National American University Campus Populations 
(Source: National Center for Education Statistics)

Salem, VA  980
Kettering, OH  22
Lexington, KY 233
Youngstown, OH  34
Albuquerque, NM (2) 190+163
Austin, TX (2) 222+?
Bellevue, NE 98
Bloomington, MN 68
Brooklyn Center, MN 125
Burnsville, MN 44
San Antonio, TX  287
Centennial, CO  176
Colorado Springs, CO (2) 196 + 152
Ellsworth AFB, SD  295
Garden City, KS  48
Georgetown, TX   138
Houston, TX   77
Independence, MO  255
Indianapolis, IN  96
Lee's Summit, MO    154
Lewisville, TX  107
Mesquite, TX   105
Overland Park, KS  207
Rapid City, SD  1,346
Richardson, TX  150
Rochester, MN  81
Roseville, MN  99
Sioux Falls, SD  219
Tulsa, OK  172
Watertown, SD  70
Aurora, Co (Westwood teachout site) ?
Wichita, KS (2) 130+90
Kansas City, MO  149 

It Gets Worse
National American may gain some attention--in a bad way--because it shows few signs that it can survive.
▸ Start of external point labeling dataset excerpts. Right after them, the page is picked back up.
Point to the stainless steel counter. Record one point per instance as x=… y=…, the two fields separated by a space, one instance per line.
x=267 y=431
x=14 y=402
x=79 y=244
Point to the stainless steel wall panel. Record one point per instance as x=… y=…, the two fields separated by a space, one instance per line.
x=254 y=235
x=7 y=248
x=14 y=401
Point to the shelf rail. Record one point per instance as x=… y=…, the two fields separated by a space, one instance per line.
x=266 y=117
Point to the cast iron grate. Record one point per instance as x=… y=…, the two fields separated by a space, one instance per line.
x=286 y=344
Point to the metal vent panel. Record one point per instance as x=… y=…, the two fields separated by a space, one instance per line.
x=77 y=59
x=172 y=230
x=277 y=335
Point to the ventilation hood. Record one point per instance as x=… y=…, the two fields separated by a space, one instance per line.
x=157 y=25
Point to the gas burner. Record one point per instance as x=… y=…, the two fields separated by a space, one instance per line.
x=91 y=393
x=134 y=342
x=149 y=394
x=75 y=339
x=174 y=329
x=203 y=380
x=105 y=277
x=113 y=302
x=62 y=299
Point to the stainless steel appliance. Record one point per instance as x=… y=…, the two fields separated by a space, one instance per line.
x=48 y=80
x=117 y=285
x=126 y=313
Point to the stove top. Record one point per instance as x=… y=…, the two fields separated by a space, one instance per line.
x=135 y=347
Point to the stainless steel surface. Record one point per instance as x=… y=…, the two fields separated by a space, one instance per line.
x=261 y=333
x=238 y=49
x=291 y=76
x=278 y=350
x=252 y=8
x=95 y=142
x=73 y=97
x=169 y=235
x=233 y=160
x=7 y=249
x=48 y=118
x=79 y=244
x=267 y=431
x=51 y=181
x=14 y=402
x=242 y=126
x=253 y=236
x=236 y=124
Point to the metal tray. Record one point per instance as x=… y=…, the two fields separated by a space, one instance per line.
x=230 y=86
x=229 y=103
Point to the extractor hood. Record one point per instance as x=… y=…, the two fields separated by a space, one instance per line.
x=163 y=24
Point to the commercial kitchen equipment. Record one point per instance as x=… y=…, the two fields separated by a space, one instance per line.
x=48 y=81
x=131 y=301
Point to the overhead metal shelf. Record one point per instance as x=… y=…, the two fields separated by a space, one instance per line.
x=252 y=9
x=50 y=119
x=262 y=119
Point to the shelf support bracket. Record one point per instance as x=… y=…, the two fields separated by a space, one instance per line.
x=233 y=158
The 2018 year started out rough, with the unsealing of a False Claims lawsuit by a former NAUH official. The lawsuit alleged that the school defrauded the US government out of millions of dollars in a student aid program, unlawfully paid bonuses to university employees for recruiting students and rigged the accreditation for its medical assisting program.
As part of its cost cutting, almost all of NAU's students are now online, which usually results in lower graduation rates--and more students who cannot repay their student loans.
NAUH has now been been forced to mortgage its properties for $8M in order to maintain liquidity. The loan is with Black Hills Community Bank. While the conditions may be favorable, maybe too favorable, business deals like this sound reminiscent of other subprime colleges before they failed.

NAUH Cash (in thousands)
(2015) 23,300
(2016) 21,713
(2017) 11,974
(2018) 5,324

NAUH's debt surpassed its equity value in May 2018. 

At this point, only one investor stands between NAUH and delisting--T. Rowe Price, a huge company that can afford to lose a little money in spots. But with all other institutional investors out, how long will T. Rowe Price keep their shares?